= Derek Hitchins =

British systems engineer

Derek K. Hitchins (born 1935) is a British systems engineer and was professor in engineering management, in command & control and in systems science at Cranfield University at Cranfield, Bedfordshire, England.

== Biography ==
Hitchins joined the Royal Air Force in 1952 as an apprentice and retired as a wing commander in 1973 to join industry. From 1975 to 1976 he worked as the system design manager of the Tornado ADV aviation company and technical coordinator for UKAIR CCIS. From 1975 to 1979 he was head of Integrated sciences in a grammar school, teaching physics, integrated science, mathematics, electronics, biology and astronomy to advanced level, with music, gymnastics and athletics as additional subjects.

In 1980 he returned to industry and held posts at two leading systems engineering companies as Marketing Director, Business Development Director and Technical Director. He also worked as UK Technical Director for the NATO Air Command and Control System (ACCS) project in Brussels before becoming an academic in 1988.

In 1988 he became professor in Engineering Management at City University, London. From 1990 to 1994 he held the British Aerospace Chairs in Systems Science and in Command and Control, Cranfield University at RMCS Shrivenham. After his retirement in 1994 he continued as a part-time consultant, teacher, visiting professor and international lecturer.
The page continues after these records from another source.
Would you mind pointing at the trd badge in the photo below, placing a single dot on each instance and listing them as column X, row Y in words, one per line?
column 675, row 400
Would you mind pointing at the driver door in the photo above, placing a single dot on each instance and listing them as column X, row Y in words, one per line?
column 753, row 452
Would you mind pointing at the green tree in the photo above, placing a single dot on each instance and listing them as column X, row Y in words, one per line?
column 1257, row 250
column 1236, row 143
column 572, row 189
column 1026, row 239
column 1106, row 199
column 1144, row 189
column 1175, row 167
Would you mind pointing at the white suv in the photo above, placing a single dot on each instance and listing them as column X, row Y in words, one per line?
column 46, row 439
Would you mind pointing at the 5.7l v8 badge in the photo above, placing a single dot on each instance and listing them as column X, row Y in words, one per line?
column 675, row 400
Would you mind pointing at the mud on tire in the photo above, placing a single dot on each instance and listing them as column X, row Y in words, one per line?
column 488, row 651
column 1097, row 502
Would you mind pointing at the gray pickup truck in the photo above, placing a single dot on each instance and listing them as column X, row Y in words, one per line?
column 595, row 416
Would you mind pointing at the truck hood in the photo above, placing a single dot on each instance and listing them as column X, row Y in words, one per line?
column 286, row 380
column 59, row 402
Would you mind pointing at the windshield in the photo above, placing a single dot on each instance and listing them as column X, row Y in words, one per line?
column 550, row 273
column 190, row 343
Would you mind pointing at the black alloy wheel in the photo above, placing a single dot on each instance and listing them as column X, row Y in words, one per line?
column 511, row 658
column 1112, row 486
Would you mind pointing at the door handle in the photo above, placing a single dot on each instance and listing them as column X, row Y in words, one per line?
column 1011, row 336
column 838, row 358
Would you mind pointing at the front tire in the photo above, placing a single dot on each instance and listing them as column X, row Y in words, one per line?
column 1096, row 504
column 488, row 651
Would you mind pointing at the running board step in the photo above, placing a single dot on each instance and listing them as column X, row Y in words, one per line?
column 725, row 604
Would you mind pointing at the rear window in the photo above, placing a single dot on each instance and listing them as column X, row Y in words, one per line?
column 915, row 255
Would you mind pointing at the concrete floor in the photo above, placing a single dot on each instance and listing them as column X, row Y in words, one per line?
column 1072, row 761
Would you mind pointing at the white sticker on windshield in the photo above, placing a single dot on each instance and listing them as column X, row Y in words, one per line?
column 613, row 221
He was the inaugural president of the UK chapter of INCOSE, and also the inaugural chairman of the Institution of Electrical Engineers’ (IEE’s) Professional Group on Systems Engineering. For many years he was an independent member of the UK Defence Scientific Advisory Board.

== Work ==
His current research is into system thinking, system requirements, social psychology & anthropology, Egyptology, command & control, system design and world-class systems engineering.

== Publications ==
Hitchins wrote several books and article. A selection:
- 1990. Conceiving Systems. Thesis (Ph.D.) City University, 1990.
- 1992. Draft Guide to the Practice of System Engineering. With John C. Boarder and Patrick D. R. Moore. Institution of Electrical Engineers.
- 1993. Putting Systems to Work,
- 2000. Getting to Grips with Complexity or... A Theory of Everything Else...
- 2003, Advanced Systems Thinking, Engineering and Management, Norwood MA: Artech House.
- 2003. The Pyramid Builder's Handbook
- 2003. The Secret Diaries of Hemiunu
- 2007. Systems Engineering: A 21st Century Systems Methodology.

Articles, a selection:
- 2003, Systems Methodology, paper.
- 2003, What’s in a System-of-Systems?, paper.